Speaker
Description
Understanding structural vibrations is critical for the design of mechanical structures such as airplanes or cars. In the context of vibroacoustic design the dynamical response of the system in the frequency domain is central. Such frequency response functions are usually computed using discretization techniques such as the finite element method. To this end, potentially large linear systems have to be solved at each queried frequency. For tasks like design space exploration, optimization or uncertainty quantification, the system has to be evaluated many times, quickly resulting in a prohibitive computational burden. Neural network surrogate models offer a promising alternative to traditional numerical simulation. These models can be evaluated rapidly but require large datasets for training. Our work focuses on enhancing the data efficiency of deep learning approaches by incorporating physical knowledge into the network architecture.
In this work, we consider harmonically excited plates with beadings as a benchmark dynamical system. The beading patterns define a geometry modification which affects the local stiffness of the plate and consequently the frequency response function (FRF). Our network is trained to predict the FRF given a beading pattern.
We propose a physically inspired final network layer. Specifically, our network represents the FRF as a (weighted) sum of rational basis functions derived from the FRF of a single mass oscillator model. This design ensures smooth predictions and allows the network to directly predict the eigenfrequency, height, and damping coefficient per peak. Using these parameters, we define a novel loss function that incorporates their contribution explicitly. During training, we have to account for its special numerical properties.

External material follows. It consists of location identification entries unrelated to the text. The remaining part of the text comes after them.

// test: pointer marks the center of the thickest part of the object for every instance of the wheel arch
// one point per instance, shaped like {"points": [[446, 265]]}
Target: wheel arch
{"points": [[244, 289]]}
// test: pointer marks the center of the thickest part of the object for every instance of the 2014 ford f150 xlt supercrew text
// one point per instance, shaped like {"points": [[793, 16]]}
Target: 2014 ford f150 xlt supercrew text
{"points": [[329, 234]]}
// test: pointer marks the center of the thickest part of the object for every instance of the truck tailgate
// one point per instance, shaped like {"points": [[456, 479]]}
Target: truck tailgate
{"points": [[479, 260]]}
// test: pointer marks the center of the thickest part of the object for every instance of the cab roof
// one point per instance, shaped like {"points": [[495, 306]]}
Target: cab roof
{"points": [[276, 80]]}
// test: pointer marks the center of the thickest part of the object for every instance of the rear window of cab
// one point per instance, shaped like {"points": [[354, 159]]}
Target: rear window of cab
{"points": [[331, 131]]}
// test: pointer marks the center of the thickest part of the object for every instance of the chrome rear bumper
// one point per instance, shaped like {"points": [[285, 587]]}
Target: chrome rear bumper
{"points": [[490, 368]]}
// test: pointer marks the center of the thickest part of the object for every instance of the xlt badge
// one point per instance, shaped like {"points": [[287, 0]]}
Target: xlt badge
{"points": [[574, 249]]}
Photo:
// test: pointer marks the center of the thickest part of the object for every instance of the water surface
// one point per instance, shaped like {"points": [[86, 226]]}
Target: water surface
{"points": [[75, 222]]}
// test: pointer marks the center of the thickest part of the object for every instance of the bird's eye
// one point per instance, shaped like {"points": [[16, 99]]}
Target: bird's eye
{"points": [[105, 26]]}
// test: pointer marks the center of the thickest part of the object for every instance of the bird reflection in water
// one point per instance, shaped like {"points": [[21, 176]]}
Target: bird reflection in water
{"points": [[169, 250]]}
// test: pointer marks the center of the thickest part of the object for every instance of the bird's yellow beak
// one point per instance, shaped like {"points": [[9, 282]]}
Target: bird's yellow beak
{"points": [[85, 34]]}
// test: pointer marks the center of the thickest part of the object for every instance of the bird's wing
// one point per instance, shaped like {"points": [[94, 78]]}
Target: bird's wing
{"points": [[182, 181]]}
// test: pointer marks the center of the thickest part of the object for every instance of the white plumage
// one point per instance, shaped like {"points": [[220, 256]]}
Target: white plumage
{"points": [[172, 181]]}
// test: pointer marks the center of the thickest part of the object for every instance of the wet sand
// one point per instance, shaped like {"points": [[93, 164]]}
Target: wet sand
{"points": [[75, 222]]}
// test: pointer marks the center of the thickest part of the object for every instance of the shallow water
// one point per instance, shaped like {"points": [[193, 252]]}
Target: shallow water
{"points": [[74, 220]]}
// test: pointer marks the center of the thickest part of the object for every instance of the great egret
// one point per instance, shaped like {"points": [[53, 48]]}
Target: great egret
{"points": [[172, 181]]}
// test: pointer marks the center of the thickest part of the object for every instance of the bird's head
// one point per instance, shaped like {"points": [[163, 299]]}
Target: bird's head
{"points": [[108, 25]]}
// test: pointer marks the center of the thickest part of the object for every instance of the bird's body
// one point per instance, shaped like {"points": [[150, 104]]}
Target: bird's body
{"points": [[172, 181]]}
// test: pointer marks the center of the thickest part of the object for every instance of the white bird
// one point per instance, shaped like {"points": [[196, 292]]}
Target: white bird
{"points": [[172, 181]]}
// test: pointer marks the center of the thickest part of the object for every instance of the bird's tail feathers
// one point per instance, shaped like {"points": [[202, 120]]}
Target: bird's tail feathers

We compare our physics-constrained architecture to a generic architecture that directly predicts the FRFs trained on the same data. Our method predicts the eigenfrequencies more accurately, especially in the low data regime. However, the generic method achieves a smaller FRF mean squared error in the high data regime. Potential future work includes generalizing our method to predict velocity fields, where generic networks currently outperform. Overall, our approach offers a tradeoff: improved eigenfrequency prediction and physical interpretability at the cost of a more complicated architecture and training process.